Functionalized Ag/ZnO core–shell (CS) nanoparticles (NPs) with ethylenediaminetetraacetic acid (EDTA) having same core size but with different shell thickness are successfully prepared through a simple and low cost wet chemical process. Different physiochemical characterizations including transmission electron microscopy, x-ray diffraction, Brunauer-Emment-Teller surface area analysis, zeta potential analysis, thermal gravimetric-differential analysis, UV-visible absorption spectroscopy, Photoluminescence Spectroscopy and Fourier-transform infrared Spectroscopy have been involved to characterize the samples. The thickness of ZnO shell of Ag/ZnO CS NPs is found to be increasing with increasing molar ratio of EDTA/Zn2+. The LSPR wavelength of Ag core is shifting to longer visible wavelength with increasing the shell thickness of Ag/ZnO CS NPs because of the increase in the dielectric constant of the sourrounding environment. The increasing shell thickness of Ag/ZnO CS NPs makes a strong effect on the decrease in the fluorescence intensity of UV emission of ZnO. This quenching of PL intensity has been further verified by transient fluorescence (FL) spectra.
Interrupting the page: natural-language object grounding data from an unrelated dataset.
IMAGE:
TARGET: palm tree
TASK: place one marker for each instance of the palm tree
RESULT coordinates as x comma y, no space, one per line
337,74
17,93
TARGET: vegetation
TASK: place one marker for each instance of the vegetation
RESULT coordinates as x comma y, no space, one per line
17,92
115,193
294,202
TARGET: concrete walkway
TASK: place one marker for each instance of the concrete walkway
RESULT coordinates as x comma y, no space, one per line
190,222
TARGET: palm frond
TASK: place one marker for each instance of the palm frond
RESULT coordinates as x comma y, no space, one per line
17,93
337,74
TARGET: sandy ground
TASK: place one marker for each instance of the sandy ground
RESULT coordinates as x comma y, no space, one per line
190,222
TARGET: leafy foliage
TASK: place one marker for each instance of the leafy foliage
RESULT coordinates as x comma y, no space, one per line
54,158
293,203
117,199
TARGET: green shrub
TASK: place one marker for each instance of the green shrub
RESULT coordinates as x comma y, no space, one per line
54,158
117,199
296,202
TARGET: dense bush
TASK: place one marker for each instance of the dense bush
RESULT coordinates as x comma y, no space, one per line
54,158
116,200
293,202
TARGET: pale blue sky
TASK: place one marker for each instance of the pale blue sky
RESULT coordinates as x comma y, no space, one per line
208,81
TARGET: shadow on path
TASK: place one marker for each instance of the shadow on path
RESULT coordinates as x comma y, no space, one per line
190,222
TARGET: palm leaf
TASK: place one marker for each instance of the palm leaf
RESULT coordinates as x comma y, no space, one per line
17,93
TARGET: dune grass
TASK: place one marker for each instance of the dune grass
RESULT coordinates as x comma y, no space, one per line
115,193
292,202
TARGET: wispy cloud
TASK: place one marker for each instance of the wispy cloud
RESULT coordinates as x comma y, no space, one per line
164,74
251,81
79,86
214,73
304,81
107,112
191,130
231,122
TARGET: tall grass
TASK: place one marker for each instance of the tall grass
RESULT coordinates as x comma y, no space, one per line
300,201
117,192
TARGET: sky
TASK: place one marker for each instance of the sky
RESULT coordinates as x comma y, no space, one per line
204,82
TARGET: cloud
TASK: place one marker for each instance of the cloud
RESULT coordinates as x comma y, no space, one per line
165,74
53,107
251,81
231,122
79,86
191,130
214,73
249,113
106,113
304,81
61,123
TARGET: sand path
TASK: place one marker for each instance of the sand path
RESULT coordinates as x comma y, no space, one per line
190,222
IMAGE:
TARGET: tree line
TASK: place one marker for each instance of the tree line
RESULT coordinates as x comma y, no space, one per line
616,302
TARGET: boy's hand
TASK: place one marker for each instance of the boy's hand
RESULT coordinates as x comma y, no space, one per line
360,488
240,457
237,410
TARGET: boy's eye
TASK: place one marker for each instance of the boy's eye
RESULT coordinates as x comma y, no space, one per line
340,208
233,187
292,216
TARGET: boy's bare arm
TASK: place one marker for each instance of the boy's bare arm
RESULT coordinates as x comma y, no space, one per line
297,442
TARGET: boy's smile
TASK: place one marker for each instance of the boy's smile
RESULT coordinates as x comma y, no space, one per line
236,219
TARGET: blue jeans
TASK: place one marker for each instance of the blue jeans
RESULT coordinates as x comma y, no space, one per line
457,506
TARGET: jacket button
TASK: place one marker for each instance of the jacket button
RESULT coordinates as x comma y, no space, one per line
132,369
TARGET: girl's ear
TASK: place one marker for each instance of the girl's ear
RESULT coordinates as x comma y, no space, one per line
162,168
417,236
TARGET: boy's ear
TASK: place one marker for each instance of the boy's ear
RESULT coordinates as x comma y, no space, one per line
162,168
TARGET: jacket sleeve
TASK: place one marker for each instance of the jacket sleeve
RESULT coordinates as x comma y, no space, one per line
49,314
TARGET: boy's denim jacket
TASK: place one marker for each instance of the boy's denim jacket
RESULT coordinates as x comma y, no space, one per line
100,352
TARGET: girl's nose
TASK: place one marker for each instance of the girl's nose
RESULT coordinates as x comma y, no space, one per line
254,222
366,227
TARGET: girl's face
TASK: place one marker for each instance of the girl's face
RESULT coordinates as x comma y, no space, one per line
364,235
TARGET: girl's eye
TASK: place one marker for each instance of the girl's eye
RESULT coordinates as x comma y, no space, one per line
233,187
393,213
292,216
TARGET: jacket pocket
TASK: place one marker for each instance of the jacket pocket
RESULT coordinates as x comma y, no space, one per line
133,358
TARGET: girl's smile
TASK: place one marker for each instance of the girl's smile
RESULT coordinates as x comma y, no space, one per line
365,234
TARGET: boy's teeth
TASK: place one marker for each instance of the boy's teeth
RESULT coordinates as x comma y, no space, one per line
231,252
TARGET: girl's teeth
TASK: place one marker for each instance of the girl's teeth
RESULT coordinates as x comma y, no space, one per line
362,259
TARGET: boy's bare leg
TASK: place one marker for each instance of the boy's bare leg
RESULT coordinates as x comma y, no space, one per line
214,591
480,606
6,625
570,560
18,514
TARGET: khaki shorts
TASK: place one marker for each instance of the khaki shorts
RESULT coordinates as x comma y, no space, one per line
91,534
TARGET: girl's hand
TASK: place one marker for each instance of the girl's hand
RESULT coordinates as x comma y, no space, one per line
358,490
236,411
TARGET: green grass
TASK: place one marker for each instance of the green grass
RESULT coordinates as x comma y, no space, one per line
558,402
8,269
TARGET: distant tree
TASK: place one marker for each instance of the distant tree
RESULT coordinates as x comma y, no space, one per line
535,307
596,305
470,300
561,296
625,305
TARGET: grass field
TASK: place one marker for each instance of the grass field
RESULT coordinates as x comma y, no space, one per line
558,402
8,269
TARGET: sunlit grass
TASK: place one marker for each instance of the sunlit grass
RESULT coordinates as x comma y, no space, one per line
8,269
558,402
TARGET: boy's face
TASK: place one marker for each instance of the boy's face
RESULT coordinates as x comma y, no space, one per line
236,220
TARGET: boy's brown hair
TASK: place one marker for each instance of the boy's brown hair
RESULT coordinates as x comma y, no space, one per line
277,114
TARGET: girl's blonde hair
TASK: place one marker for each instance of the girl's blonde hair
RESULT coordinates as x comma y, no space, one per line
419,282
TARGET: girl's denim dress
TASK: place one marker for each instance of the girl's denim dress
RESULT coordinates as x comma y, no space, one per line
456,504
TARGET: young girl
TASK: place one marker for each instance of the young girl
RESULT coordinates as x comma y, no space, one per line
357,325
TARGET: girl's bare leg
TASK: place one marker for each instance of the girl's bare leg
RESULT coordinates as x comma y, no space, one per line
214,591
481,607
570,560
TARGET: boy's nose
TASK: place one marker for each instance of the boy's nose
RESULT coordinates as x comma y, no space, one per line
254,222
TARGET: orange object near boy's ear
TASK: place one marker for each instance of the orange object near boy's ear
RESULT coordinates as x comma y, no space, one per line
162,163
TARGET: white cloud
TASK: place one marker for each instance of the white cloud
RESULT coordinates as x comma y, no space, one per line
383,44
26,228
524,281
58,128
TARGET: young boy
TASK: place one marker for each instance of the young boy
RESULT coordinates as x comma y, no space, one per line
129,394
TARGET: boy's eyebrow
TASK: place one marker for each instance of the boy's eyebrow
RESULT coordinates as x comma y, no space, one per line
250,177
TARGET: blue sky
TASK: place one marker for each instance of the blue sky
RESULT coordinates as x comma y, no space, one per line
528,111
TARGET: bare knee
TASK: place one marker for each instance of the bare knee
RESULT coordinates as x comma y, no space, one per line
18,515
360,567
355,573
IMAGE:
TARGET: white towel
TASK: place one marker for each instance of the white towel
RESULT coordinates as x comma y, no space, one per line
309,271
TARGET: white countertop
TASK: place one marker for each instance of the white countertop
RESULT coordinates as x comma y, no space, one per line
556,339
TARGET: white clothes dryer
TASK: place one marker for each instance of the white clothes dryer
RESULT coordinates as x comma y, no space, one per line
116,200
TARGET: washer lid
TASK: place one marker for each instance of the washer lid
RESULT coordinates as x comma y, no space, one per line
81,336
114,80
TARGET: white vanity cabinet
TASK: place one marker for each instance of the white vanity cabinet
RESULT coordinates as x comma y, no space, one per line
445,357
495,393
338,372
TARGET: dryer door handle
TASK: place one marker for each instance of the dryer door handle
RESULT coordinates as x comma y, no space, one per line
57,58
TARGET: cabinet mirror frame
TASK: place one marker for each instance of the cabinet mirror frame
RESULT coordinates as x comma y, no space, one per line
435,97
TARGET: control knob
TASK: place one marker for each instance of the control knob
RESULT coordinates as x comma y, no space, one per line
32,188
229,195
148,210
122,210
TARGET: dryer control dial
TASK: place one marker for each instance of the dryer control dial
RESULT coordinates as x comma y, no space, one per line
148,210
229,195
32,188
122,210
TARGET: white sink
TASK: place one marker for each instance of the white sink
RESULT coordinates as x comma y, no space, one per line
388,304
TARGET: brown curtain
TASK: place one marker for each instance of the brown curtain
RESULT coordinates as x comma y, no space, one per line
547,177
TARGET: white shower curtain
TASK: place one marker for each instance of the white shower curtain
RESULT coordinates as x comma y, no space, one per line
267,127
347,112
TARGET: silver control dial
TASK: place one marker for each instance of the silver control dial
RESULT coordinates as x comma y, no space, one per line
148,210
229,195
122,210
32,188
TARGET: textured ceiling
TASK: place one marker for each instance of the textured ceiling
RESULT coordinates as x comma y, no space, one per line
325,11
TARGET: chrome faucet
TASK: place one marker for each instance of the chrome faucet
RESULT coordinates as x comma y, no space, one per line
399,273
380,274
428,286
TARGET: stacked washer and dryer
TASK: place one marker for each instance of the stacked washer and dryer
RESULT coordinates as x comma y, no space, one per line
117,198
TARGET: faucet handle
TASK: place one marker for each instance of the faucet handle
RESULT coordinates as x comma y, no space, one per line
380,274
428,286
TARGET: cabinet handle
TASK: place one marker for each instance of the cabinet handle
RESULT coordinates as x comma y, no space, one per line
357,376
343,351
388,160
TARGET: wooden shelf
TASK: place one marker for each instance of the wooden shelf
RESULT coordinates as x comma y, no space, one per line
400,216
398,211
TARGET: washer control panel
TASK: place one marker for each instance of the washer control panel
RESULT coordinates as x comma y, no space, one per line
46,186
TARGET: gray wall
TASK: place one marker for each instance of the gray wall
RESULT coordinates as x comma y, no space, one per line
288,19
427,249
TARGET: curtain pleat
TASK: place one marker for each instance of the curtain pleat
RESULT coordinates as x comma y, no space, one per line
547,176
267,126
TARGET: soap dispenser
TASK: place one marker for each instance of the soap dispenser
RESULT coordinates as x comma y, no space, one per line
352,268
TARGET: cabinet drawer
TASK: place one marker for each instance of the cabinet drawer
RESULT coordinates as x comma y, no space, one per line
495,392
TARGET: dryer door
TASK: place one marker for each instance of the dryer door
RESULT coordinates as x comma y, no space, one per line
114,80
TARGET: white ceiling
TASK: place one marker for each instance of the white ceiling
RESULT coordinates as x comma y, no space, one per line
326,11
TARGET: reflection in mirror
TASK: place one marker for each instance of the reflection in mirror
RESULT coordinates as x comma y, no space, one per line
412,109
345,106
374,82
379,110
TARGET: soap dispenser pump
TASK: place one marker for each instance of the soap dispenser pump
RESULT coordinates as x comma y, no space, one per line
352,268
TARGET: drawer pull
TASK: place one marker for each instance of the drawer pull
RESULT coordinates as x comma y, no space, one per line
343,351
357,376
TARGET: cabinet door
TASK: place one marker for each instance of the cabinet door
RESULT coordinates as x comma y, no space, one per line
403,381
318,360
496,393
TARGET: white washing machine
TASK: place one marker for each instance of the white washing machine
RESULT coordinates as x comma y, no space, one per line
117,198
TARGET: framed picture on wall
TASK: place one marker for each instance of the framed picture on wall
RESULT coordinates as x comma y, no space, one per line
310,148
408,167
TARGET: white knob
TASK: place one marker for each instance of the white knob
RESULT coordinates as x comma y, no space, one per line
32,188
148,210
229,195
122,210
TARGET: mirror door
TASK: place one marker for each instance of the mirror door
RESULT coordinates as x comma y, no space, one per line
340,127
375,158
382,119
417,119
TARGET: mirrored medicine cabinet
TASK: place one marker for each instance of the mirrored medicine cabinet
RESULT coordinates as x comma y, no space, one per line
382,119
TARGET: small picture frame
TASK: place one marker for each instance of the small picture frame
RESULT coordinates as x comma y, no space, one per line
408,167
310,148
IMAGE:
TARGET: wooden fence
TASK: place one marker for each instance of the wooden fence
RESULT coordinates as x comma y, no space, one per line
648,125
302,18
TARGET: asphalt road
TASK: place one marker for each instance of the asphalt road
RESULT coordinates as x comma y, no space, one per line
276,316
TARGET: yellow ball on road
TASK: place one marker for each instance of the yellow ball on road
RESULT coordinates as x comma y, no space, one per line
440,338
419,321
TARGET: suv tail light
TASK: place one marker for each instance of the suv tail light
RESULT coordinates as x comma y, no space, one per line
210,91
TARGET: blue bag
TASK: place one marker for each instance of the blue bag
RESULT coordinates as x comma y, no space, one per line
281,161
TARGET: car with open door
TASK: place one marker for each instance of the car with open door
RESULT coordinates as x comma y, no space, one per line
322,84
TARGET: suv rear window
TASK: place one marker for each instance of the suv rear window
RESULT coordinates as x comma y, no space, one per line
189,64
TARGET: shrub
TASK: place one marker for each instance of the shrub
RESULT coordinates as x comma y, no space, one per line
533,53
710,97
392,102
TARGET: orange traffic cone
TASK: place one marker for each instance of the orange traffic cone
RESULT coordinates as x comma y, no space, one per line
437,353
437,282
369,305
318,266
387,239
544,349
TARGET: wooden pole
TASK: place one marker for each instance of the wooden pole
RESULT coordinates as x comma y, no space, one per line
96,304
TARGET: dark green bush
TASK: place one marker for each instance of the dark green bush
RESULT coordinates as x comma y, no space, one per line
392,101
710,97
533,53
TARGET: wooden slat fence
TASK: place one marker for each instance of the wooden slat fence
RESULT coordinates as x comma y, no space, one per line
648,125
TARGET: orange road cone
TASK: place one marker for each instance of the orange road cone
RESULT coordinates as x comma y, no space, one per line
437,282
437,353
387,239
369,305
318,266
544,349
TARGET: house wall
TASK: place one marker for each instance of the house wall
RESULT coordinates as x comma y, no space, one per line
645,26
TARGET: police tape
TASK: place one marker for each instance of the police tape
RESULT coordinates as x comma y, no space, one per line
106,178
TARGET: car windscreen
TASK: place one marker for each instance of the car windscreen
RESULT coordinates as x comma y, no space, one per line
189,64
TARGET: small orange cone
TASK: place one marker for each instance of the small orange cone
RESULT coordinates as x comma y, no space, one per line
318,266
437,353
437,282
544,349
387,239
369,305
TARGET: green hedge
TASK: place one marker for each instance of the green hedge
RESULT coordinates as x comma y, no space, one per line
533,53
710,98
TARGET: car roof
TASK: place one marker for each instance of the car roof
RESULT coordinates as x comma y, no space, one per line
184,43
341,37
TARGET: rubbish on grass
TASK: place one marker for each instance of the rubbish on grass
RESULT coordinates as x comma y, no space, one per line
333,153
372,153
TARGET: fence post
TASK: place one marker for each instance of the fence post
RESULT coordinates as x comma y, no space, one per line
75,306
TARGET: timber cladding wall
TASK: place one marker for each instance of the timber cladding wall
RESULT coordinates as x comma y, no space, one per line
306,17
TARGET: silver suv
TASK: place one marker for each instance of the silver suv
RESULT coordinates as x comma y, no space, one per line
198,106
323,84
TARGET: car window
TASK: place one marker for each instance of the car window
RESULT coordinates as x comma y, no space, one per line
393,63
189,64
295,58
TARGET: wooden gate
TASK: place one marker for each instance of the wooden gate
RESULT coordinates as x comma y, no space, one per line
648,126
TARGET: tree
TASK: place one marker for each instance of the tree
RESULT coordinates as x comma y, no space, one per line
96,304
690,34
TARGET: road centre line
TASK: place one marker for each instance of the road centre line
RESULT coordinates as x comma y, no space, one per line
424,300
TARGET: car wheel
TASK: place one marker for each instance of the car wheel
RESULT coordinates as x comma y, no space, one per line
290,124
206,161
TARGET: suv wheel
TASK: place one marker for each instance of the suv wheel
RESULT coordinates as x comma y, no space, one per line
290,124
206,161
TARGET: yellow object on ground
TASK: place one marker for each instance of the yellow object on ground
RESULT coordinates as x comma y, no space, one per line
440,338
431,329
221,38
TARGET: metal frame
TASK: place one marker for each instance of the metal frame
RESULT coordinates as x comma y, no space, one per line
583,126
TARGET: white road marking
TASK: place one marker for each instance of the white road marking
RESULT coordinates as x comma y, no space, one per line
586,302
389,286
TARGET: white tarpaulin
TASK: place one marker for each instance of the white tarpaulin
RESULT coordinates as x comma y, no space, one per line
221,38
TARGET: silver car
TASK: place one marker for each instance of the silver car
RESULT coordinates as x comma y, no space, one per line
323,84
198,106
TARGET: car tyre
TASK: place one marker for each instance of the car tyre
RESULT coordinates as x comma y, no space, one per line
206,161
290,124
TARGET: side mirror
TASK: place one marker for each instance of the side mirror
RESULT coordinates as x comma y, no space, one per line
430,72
The Nyquist plots also provide evidence of higher electron-transfer rate of the Ag/ZnO CS NPs of having higher shell thickness. The photocurrent measurement confirms electron-charging of Ag core in Ag/ZnO CS NPs. Variation of concentration of EDTA as anionic surfactant causes variation of surface charge of Ag/ZnO CS NPs. With increasing the shell thickness, photodegradation efficiency of Ag/ZnO CS NPs towards methylene blue (MB) degradation enhances under sunlight irradiation. This enhancement in photocatalytic efficiency with increasing the shell thickness is achieved due to the higher surface area, higher charge transfer efficiency, extended light absorption towards visible region and more negative zeta potential of Ag/ZnO CS NPs.